In Silicon Valley, companies have to compete and collaborate at the same time. They understand that only as part of an porous interdependent network they can turn complexity and uncertainty into a sustainable business model. Individual persons or companies cannot.
Notes and references
(I) Kapko, M., Enterprise Collaboration Will Drive Digital Transformation, CIO.com, July 2014.
(II) ‘Key Resources’ is one of the building blocks of the Business Model Canvas from Alex Osterwalder. Covered in the book, it provides the foundation for the IT Business Model, a canvas optimized for IT teams that want to converge their operating model with the business more effectively.
(III) Mastenbroek, W., Verandermanagement, Holland Business Publications, 1997. (Dutch language)
Background information and further reading
In literature, people as a key source of corporate success is part of the ‘resource-based view‘ on strategic planning.

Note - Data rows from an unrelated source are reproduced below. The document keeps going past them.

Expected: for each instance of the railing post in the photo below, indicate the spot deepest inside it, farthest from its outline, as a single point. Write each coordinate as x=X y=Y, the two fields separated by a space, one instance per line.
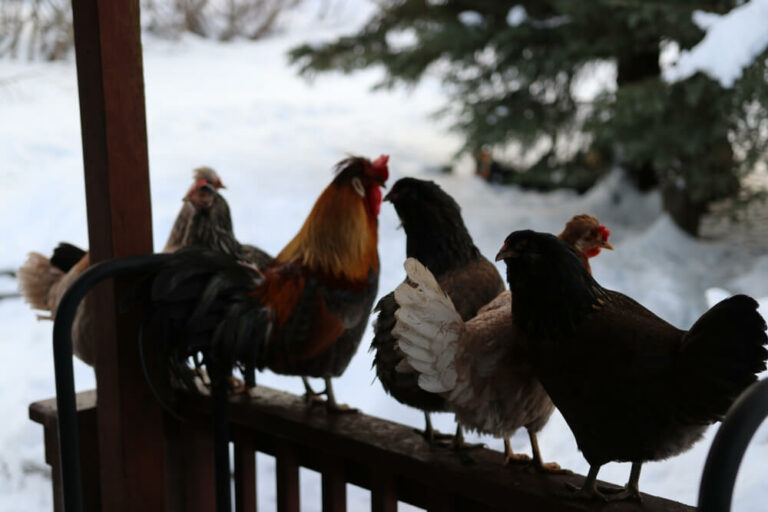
x=383 y=492
x=245 y=473
x=334 y=485
x=113 y=124
x=287 y=478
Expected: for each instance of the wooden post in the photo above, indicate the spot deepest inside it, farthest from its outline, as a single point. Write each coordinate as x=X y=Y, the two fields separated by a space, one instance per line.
x=111 y=88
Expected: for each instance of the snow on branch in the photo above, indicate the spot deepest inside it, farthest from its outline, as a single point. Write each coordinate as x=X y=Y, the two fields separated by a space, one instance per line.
x=732 y=42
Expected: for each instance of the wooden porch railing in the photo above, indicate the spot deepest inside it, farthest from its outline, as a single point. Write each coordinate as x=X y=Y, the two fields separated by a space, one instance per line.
x=388 y=458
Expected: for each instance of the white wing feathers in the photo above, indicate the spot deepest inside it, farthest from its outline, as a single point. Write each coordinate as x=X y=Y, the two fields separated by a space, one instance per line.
x=428 y=328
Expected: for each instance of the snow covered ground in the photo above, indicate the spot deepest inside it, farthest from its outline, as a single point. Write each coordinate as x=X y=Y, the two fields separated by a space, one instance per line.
x=274 y=138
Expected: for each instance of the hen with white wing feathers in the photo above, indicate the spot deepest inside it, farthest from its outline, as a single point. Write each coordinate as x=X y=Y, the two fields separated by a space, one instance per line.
x=479 y=366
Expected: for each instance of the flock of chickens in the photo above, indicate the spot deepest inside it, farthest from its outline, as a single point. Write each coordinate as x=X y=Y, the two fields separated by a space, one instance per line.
x=450 y=338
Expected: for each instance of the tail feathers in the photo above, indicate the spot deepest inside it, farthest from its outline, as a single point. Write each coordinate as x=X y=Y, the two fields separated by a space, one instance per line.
x=66 y=256
x=428 y=328
x=36 y=278
x=721 y=356
x=201 y=305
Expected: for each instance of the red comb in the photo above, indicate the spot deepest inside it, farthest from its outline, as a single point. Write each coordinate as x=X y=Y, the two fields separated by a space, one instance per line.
x=379 y=167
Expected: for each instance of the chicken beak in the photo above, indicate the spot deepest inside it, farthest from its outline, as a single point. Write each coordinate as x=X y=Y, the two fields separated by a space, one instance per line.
x=505 y=252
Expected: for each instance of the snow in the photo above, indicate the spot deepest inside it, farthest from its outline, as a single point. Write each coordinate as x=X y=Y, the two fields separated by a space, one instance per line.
x=732 y=42
x=471 y=18
x=274 y=138
x=516 y=16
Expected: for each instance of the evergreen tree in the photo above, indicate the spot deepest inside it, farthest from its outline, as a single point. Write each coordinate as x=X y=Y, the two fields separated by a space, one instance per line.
x=510 y=69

From a resource-based view, it is a company-specific combination of resources (e.g. skill sets, technology, intellectual property) that allows the company to differentiate itself from the competition. These differentiating combinations of resources are the ‘core competencies’ of the company and should be retained and nurtured.
The article What is the Difference Between Management and Leadership? describes the important difference between leaders and managers. Both are linked and complementary, but not the same thing.